Regardless of the speed that a competent Pusher established, I soon learned that, out of necessity, safety always came first. The hierarchy I learned early was: safety first, quality second, productivity third. To a Pusher, the real-deal cost of a construction accident always involved the irreplaceable loss of a critical crew member, an ensuing delay in the schedule and an almost insurmountable uninsured cost overrun to recoup on this and the next three jobs. Compromising the established standard of quality on any project for the sake of either safety or productivity was also a deal-breaker, as valuable time and material was inevitably lost during punch listing to repair or replace damaged or defective work. Pushers are the ultimate realists. They do not imagine what they cannot do and always visualize their quality work completed. The pride in accomplishing what most others could not was coin of the realm on most jobsites. The drugs of choice were caffeine and adrenaline, with a smattering of nicotine. The juice created by this admixture was brutal, but it was ultimately effective when conditions and schedules grew intolerable for the average worker. The offsetting dilemma for any Pusher was that when an accident rarely occurred it was often serious or fatal. As I was once told, ironworkers who live to tell about it aren’t the ones who fall. I have seen my share of near-miss fatalities, and it’s downright hair-raising when you can smell the Reaper’s breath. Many times after a prolonged recovery, the severe accident victim prematurely ages, becoming no longer capable of keeping up with the mental and physical pace on the crew. His heart may be in it but his nerves are arced out somewhere down circuit. Like a professional athlete, a construction worker injured beyond repair knows it and often retires rather than suffer the alternative. It’s a tough loss for the entire crew, and so it falls upon the Pusher to always hold the safety line taut between risk and reward.
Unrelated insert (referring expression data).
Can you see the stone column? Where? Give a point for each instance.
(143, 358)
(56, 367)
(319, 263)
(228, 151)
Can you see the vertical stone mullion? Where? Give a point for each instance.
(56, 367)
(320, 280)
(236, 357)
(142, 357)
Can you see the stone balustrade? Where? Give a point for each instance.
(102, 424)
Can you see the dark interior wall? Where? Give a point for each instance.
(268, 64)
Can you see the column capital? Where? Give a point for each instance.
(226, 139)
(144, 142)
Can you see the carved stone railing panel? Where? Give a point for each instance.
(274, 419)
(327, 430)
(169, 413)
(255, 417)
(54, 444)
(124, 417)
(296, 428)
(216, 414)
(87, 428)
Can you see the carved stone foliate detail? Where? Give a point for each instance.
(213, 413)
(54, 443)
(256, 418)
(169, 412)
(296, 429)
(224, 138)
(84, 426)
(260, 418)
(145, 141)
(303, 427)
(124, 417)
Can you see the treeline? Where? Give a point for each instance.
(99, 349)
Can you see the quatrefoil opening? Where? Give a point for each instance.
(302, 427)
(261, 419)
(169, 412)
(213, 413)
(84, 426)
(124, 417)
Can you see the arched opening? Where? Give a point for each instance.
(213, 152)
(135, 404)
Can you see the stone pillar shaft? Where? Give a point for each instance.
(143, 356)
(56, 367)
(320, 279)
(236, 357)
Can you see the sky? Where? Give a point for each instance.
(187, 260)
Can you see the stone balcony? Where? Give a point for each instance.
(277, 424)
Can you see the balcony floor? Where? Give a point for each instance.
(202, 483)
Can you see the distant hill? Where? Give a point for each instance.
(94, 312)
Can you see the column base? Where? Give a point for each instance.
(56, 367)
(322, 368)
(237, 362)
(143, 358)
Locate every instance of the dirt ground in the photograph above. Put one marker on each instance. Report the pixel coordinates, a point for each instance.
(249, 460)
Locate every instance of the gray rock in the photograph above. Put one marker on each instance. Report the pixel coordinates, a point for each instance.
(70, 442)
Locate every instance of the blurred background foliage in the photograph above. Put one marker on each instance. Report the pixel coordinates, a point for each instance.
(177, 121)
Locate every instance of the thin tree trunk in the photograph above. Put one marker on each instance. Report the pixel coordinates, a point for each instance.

Late in life I’ve grown into the field of construction safety. Within the past two decades and I have seen my new opportunities become firmly anchored in my past experience as a Pusher. I know exactly how the job gets done. Now I have an overriding responsibility to show Pushers how to get it done with zero accidents. It’s never easy, but you don’t have to explain “difficult” to a Pusher. That’s the ace they already hold. My new challenge is to show them how pride in workmanship can be transformed into pride in safe workmanship. I can look each of them in the eye and see myself looking back. I cannot lie to them or sugarcoat the learning curve involved in any new process. A Pusher wants exactly what he needs and nothing more. What I can offer them is just what they need: a standard toolbox of war-zone tested procedures to beat the clock and bust the bank without a single lost-work-time injury. As one Pusher used to tell me, “You get new feathers every day, so don’t worry if you lose a few today.” I think it’s even better if not a single one gets plucked. As I now tell my crews, “None of us actually get out of this world alive, but it’s not OK to die at work, so act accordingly.”